Ramzan Kadyrov, the regional leader of Chechnya who has sent troops from the region to fight in Ukraine, urged Moscow to wipe off the map entire cities in retaliation for Ukrainian shelling of Russia’s territory. Authorities in Russia’s Kursk and Belgorod regions that border Ukraine have repeatedly reported Ukrainian shelling that damaged infrastructure and residential buildings.

“Our response has been too weak,” Kadyrov said in a statement posted on his messaging app channel. “If a shell flies into our region, entire cities must be wiped off the face of the Earth so that they don’t ever think that they can fire in our direction.”

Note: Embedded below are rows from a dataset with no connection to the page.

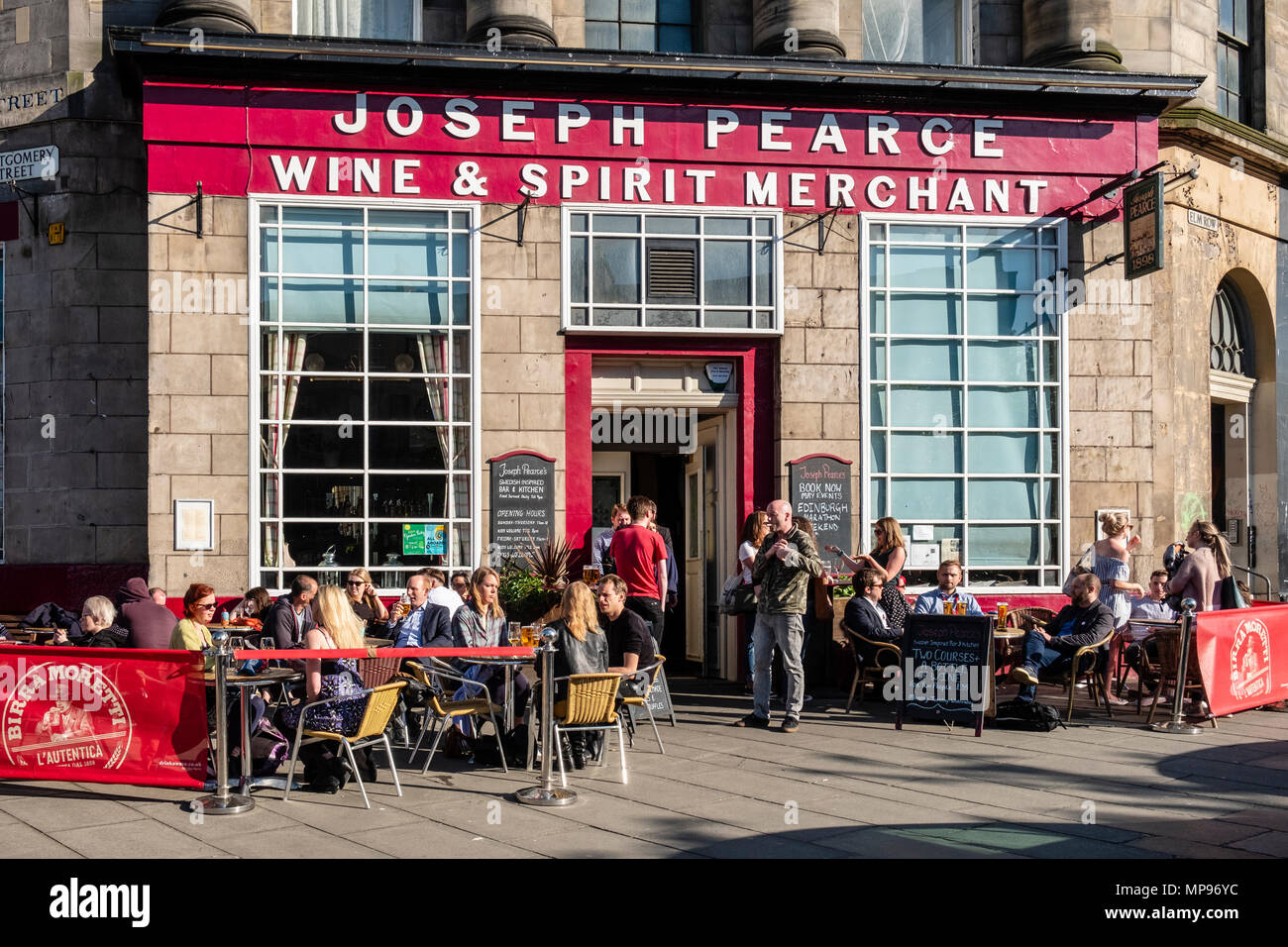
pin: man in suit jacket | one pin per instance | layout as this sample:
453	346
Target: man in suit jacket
1083	621
864	615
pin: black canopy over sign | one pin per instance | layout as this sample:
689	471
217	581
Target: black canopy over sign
523	502
945	668
1142	226
819	489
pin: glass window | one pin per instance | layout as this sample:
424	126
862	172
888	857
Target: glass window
673	270
365	406
964	393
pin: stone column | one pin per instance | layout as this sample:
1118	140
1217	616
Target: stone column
219	16
519	22
1069	35
809	29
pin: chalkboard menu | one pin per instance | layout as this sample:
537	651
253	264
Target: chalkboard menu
523	502
819	489
945	668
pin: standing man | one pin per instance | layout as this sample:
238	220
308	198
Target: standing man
786	562
640	560
619	518
944	599
290	617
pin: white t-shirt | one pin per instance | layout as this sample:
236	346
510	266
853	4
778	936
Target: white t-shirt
746	552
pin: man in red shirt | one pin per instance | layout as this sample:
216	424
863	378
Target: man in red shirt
640	558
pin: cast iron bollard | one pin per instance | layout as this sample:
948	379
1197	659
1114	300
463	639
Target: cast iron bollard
223	802
1176	724
546	792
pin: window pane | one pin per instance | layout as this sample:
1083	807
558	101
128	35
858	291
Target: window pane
925	407
1004	500
402	302
1003	545
925	268
923	499
925	313
726	273
1001	269
617	269
926	361
1001	315
1001	361
918	454
321	252
1004	453
1004	407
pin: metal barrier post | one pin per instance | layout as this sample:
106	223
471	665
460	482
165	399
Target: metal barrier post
222	802
546	792
1176	724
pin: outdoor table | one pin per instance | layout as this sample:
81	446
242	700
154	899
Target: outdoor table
509	664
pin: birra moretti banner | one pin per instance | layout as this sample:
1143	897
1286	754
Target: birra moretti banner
1243	656
503	149
102	715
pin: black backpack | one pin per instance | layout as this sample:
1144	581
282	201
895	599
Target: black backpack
1028	715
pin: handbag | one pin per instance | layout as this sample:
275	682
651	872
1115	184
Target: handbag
1078	570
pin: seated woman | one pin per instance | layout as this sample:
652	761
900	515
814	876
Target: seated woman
97	628
580	648
326	678
481	624
364	600
192	631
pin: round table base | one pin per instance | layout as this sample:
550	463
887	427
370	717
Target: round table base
227	805
535	795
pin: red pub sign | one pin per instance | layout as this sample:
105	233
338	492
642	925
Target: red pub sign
488	149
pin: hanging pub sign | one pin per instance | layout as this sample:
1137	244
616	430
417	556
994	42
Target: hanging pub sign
1142	227
819	489
523	502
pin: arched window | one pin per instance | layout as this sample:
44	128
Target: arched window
1231	342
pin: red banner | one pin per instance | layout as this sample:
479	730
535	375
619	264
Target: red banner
102	715
1243	657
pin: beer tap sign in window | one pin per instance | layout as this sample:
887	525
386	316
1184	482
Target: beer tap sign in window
365	410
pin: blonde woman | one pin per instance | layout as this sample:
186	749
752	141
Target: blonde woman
1201	574
580	648
362	598
888	556
481	624
325	678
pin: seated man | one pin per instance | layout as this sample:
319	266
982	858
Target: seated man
1137	641
630	644
944	599
864	615
1083	621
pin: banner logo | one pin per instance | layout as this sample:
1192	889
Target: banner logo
1249	660
64	715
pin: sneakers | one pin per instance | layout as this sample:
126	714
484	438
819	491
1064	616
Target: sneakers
1021	674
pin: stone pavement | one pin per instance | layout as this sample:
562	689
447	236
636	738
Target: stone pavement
841	787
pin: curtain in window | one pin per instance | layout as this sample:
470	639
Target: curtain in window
369	20
282	393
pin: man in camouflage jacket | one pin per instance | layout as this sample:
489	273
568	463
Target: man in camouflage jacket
782	569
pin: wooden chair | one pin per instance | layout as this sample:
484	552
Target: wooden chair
381	702
446	710
655	672
887	654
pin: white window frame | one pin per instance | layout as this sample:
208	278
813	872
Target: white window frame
866	474
254	328
417	24
566	304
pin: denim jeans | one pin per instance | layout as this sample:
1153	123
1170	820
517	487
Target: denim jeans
786	631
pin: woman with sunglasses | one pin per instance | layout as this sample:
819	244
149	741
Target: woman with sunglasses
362	598
192	631
887	558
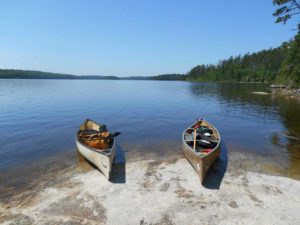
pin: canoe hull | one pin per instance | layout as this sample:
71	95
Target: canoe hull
101	158
102	161
201	164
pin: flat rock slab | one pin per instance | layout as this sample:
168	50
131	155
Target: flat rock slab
160	193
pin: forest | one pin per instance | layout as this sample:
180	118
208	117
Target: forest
278	65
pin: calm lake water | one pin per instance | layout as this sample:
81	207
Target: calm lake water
39	118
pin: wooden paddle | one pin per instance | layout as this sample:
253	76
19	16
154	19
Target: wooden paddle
195	136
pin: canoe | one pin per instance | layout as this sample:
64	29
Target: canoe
203	150
97	145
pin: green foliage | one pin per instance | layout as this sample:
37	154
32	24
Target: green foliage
287	9
289	73
262	66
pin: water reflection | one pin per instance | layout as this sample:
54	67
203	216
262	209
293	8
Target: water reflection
269	125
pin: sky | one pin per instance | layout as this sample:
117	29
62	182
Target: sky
133	37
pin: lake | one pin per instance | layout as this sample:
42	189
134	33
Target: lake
39	119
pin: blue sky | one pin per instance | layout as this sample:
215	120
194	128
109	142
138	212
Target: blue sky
133	37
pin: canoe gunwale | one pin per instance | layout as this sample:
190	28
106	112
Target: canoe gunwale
107	151
198	154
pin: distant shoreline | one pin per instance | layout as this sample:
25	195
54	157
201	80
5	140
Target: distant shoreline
31	74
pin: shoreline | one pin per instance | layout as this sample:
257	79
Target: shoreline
82	195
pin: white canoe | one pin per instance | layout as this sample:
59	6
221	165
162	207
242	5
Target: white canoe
101	157
200	153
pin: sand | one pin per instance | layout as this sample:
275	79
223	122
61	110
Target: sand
157	192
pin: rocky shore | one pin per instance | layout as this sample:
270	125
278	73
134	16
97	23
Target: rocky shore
158	192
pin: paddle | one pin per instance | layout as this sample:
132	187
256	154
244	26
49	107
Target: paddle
195	136
95	135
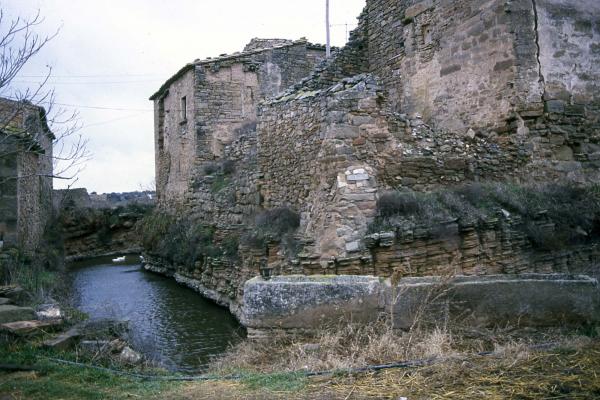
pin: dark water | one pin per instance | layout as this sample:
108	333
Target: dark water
169	323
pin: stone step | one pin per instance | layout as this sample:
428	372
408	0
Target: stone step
30	327
65	340
15	293
10	313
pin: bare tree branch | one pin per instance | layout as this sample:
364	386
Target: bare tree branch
20	132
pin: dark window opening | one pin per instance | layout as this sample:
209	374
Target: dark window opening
183	107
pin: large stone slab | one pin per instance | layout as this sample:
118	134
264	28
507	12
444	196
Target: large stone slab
65	340
497	300
11	313
308	302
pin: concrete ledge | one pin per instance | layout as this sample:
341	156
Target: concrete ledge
307	302
496	300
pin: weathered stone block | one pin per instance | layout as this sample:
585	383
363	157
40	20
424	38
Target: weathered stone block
528	300
555	106
308	302
10	313
417	9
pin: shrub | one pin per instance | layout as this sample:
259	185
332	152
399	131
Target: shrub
275	224
574	211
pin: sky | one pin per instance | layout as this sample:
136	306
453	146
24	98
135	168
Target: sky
110	56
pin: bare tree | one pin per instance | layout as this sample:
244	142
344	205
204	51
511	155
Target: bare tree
30	122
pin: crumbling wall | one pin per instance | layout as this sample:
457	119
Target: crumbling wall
26	174
174	137
8	194
449	61
221	95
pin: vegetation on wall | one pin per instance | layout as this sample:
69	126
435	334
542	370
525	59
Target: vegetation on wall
278	225
102	223
552	216
221	172
184	241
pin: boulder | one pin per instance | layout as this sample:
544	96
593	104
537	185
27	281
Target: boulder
498	300
11	313
15	293
129	356
30	327
308	302
65	340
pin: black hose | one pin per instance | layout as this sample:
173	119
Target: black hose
369	368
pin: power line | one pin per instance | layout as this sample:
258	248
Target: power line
104	108
51	82
110	121
92	76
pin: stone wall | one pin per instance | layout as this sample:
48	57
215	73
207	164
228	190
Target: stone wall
427	94
91	232
25	175
300	303
221	96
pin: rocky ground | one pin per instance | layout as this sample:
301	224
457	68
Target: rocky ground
566	366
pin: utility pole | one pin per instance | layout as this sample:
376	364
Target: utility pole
328	27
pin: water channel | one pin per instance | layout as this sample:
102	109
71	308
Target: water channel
170	324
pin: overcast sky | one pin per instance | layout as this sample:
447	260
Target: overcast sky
111	55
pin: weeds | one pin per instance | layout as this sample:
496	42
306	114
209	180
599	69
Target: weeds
26	272
278	224
552	216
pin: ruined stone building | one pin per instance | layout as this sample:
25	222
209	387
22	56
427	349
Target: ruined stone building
25	174
426	94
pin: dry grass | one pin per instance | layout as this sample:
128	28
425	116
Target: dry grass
354	346
514	371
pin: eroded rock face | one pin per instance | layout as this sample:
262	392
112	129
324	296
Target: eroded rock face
310	302
425	95
301	302
11	313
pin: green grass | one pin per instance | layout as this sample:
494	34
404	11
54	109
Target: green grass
277	382
56	381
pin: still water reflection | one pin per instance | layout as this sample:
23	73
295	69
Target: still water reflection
169	323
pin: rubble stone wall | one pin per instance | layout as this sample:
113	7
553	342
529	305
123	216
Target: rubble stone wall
25	174
221	97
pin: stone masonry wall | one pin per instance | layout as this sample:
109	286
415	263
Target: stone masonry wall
25	175
221	96
427	94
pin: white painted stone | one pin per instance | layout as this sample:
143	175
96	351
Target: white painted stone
353	246
358	177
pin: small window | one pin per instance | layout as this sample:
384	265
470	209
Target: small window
183	107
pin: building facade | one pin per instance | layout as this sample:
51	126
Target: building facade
25	174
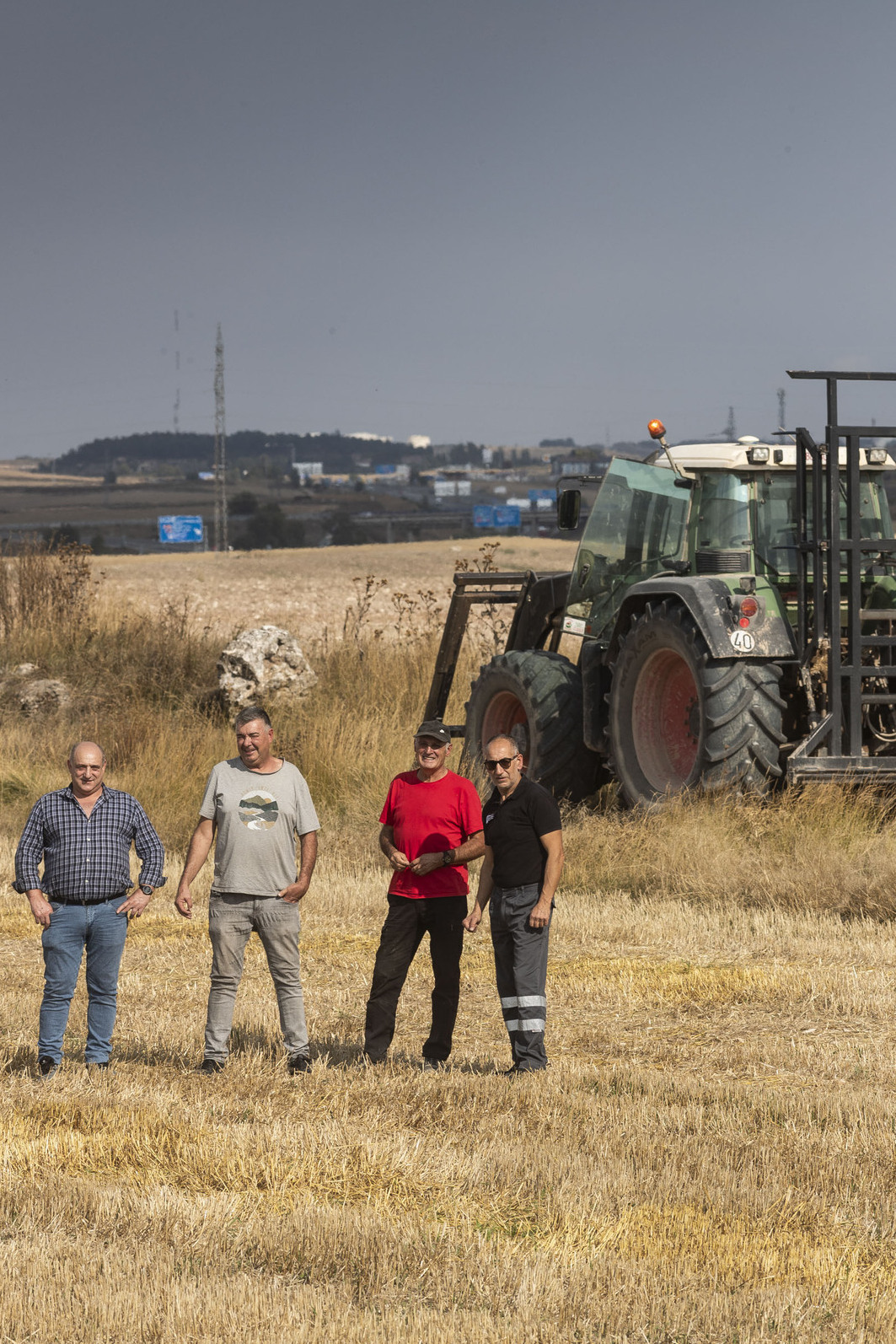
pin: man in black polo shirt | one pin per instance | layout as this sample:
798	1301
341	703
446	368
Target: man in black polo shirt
520	871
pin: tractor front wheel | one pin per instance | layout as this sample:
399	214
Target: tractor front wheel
535	699
680	719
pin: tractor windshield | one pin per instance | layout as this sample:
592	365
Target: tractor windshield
637	522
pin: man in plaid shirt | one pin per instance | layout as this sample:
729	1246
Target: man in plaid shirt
83	835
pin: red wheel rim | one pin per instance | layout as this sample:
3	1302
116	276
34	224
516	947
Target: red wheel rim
506	714
665	721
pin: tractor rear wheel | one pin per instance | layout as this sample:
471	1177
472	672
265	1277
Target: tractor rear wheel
681	721
535	699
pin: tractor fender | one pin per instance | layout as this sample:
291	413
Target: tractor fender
708	601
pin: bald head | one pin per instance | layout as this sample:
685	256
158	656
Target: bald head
89	746
86	766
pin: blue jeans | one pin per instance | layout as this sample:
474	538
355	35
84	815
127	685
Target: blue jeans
102	932
231	920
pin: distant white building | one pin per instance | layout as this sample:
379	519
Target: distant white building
305	470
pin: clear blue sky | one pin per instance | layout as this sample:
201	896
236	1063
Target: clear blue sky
475	219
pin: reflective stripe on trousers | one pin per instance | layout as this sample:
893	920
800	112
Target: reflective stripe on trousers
520	970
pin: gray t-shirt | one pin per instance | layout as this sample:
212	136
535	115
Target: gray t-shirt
258	817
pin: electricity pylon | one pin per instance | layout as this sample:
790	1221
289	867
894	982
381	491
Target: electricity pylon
221	448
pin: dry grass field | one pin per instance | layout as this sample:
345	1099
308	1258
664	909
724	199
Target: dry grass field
309	592
711	1156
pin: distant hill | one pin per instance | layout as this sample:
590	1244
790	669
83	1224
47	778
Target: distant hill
195	452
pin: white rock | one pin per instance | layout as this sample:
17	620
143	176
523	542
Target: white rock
264	664
43	696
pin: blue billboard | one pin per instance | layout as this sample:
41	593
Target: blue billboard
180	527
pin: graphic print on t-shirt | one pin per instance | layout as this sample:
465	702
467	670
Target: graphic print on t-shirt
258	810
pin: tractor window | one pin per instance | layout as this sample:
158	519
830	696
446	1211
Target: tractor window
723	523
776	519
638	520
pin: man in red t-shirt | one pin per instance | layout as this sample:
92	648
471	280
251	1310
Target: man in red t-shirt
432	827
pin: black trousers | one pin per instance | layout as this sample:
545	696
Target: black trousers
406	922
522	972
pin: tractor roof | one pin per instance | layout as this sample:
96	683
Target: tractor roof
751	454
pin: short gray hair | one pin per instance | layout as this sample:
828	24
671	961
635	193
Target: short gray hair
249	714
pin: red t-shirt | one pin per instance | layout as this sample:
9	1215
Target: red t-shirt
427	817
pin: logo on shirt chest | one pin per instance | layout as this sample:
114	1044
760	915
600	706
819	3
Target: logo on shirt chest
258	810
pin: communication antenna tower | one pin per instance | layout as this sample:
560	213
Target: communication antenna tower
176	371
221	448
731	433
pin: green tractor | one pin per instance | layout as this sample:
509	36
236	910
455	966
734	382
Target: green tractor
733	606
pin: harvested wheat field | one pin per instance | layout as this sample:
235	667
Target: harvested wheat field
310	590
710	1158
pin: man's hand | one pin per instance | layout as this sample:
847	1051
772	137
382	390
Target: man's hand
296	890
40	907
427	863
135	905
185	900
540	914
475	918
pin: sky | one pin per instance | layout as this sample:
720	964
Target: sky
497	221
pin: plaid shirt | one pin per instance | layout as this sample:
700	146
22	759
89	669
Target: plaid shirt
86	857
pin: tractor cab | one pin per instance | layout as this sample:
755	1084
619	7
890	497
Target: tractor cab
727	509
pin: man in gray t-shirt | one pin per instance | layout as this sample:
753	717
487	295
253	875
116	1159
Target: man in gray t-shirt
255	805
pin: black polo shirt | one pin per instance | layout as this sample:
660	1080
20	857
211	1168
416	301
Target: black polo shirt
512	831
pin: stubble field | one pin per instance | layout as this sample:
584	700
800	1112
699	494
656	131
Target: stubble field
710	1156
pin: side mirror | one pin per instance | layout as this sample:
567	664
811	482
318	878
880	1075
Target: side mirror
568	507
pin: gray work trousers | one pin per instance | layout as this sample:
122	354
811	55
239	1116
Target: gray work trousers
520	970
231	921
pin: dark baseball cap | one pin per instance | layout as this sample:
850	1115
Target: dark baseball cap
432	728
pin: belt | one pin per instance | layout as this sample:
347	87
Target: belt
88	900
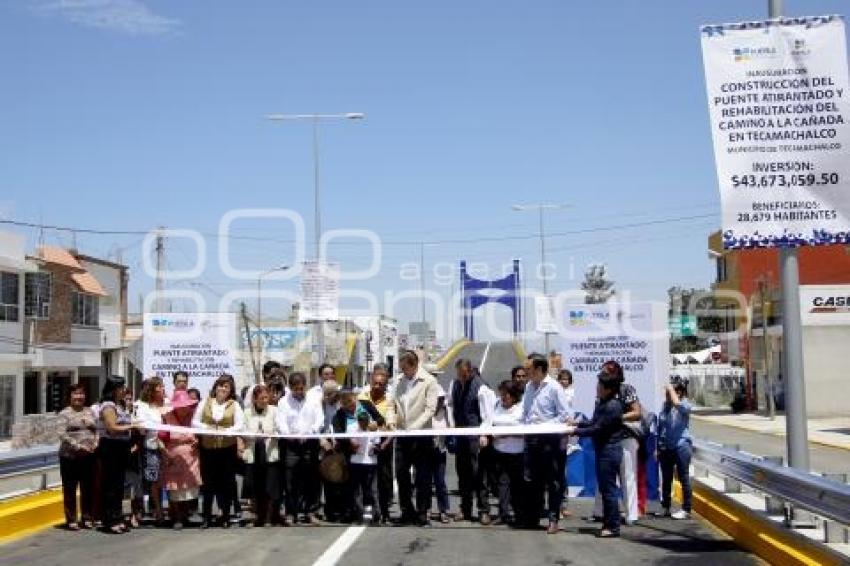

Ukrainian authorities, meanwhile, sought to ease public fears over Russia’s use of Iranian drones to strike the country’s infrastructure, claiming increasing success in shooting them down.

Ukraine’s forces have shot down more than two-thirds of the approximately 330 Shahed drones that Russia has fired through Saturday, the head of Ukraine’s intelligence service, Kyrylo Budanov, said Monday. Budanov said Russia’s military had ordered about 1,700 drones of different types and is rolling out a second batch of about 300 Shaheds.

Although Russia and Iran deny that the Iranian-built drones have been used, the distinctive triangle-shaped Shahed-136s have rained down on civilians in Kyiv and elsewhere.

Britain’s Ministry of Defense said Russia was likely to use a large number of drones to try to penetrate the “increasingly effective Ukrainian air defenses” — to substitute for Russian-made long-range precision weapons “which are becoming increasingly scarce.”

Russia’s “artillery ammunition is running low,” the British report said Tuesday.

The Institute for the Study of War, in Washington, added that “the slower tempo of Russian air, missile, and drone strikes possibly reflects decreasing missile and drone stockpiles and the strikes’ limited effectiveness of accomplishing Russian strategic military goals.”

Despite the reduced attacks, at least seven civilians were killed and another three wounded in the latest Russian shelling of the eastern Donetsk region, Ukraine’s presidential office said Tuesday.

The attacks came as the Russians pressed their offensive on the strategically placed towns of Bakhmut and Avdiivka and also shelled other areas in the Donetsk region, which is part of Ukraine’s industrial heartland of Donbas.

The developments came after a stark warning by Russian Defense Minister Sergei Shoigu to his British, French, Turkish and U.S. counterparts over the weekend that Ukrainian forces were preparing a “provocation” involving a radioactive device — a so-called dirty bomb. Britain, France, and the United States rejected that claim as “transparently false.”